From being woeful in the first half, the Dons rallied when they had nothing to lose, got back on level terms then contrived to lose the game almost instantly.
For all their troubles on the road this season, Pittodrie has, by and large, offered the comforts of home for the Dons as they faced a Celtic team on the back of a five-game unbeaten run in the Granite City.
But it paled in comparison to the 23-game unbeaten domestic run in all competitions the league leaders boasted as they stepped on to the pitch in Aberdeen.
It is all the more remarkable when you consider the Hoops ended an eight-month run without an away win when they beat the Dons in October.
While Ange Postecoglou’s side have found a rhythm, his counterpart Stephen Glass and his team are dropping down the Scottish Premiership.
Glass changed formation for the visit of the Hoops at Pittodrie last night, switching to a 3-5-2 formation. It worked for all of 17 minutes.
Most concerning of all was within three minutes the Dons’ plight had worsened further and they were 2-0 down.
For a team which struggles to score goals and cannot keep the back door closed, it looked to be effectively game over.
It’s a measure of the confidence, or lack of it, that Aberdeen failed to lay a glove on the Hoops in their attempts to pull a goal back before the interval.
Second half rally came up short
Glass made a double change at the interval against the Hoops and it brought a much-improved display, with Christian Ramirez’s 14th goal of the season sparking the Dons back into life before Lewis Ferguson headed home to make it 2-2.
The joy was shortlived, however, as Jota put Celtic back in the lead almost immediately. The Dons, for all their efforts, could not come back again.
The Reds were not alone in being beaten by this Celtic team. Rangers and Motherwell both suffered the same fate in the last week alone.
But it is of little consolation to a Red Army which is teetering on the brink of all-out revolt and the chants, albeit brief, calling for the manager to go emanated from the Red Shed following Matt O’Riley’s deflected effort to make it 2-0.
Awful first half cannot be ignored
The second half display changed that outlook on the night and Glass and his players can take some solace from their second half showing.
But the opening 45 minutes cannot be ignored and again points to Aberdeen’s single greatest issue at this point of the season.
They are so unpredictable and the only thing we can be sure of is that the results, not for the first time this season, are not coming the Dons’ way.
An improvement in November and December looks like papering over the cracks of what so far looks a disjointed mess.

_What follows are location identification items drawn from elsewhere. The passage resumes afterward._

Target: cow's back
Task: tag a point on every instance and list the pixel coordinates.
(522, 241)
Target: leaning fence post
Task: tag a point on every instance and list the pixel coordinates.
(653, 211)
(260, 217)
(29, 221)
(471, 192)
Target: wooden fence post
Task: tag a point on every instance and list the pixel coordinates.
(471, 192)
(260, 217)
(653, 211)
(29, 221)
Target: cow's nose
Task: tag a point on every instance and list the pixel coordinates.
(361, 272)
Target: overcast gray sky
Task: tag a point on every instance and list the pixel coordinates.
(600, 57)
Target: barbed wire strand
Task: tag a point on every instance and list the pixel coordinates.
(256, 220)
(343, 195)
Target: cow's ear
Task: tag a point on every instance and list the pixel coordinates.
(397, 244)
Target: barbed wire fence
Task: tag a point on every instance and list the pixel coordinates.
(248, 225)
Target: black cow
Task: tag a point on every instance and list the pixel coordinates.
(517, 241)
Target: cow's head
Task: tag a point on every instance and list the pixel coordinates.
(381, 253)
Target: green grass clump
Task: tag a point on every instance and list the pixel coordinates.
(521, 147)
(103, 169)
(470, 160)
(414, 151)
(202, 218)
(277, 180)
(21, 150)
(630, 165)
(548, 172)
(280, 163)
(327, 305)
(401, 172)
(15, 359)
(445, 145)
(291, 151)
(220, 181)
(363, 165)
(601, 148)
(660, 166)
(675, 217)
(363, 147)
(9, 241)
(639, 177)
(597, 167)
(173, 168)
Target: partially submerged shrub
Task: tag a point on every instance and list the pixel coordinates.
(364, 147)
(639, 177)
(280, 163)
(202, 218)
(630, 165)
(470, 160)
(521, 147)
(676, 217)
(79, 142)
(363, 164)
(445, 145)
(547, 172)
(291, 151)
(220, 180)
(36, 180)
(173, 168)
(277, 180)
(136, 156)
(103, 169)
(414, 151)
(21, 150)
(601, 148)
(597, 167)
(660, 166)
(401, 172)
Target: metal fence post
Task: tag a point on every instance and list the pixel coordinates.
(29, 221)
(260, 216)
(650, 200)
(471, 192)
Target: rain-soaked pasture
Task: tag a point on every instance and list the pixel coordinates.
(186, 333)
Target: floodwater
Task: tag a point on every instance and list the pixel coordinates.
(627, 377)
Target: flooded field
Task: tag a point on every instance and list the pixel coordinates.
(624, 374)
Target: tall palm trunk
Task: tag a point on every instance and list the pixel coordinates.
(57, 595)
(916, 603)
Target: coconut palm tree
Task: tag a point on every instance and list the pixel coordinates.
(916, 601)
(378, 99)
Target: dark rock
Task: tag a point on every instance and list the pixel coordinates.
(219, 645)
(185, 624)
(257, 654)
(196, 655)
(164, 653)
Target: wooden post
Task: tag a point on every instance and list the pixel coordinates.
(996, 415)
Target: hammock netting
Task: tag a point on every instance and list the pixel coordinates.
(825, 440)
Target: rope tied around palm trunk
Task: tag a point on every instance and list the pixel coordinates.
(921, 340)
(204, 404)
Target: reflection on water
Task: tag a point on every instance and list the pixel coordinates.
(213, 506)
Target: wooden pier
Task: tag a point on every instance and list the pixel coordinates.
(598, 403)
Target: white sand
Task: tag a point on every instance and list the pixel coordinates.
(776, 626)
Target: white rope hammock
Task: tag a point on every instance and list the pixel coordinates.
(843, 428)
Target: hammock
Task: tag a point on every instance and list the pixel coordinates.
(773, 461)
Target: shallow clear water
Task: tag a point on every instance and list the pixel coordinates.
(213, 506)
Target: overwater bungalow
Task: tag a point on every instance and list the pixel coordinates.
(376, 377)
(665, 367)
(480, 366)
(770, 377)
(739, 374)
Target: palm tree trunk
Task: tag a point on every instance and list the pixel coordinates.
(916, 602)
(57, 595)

Two away wins in the league and one point from a possible 12 in the last four matches does little to repair any of the fragility of a side which is now heading to Fir Park on Motherwell on Scottish Cup duty.
Defeat to the Steelmen, who are on a poor run themselves but have beaten the Dons twice this season, would put a nail in Aberdeen’s hopes of salvaging the ongoing rollercoaster of a campaign with a trip to Hampden.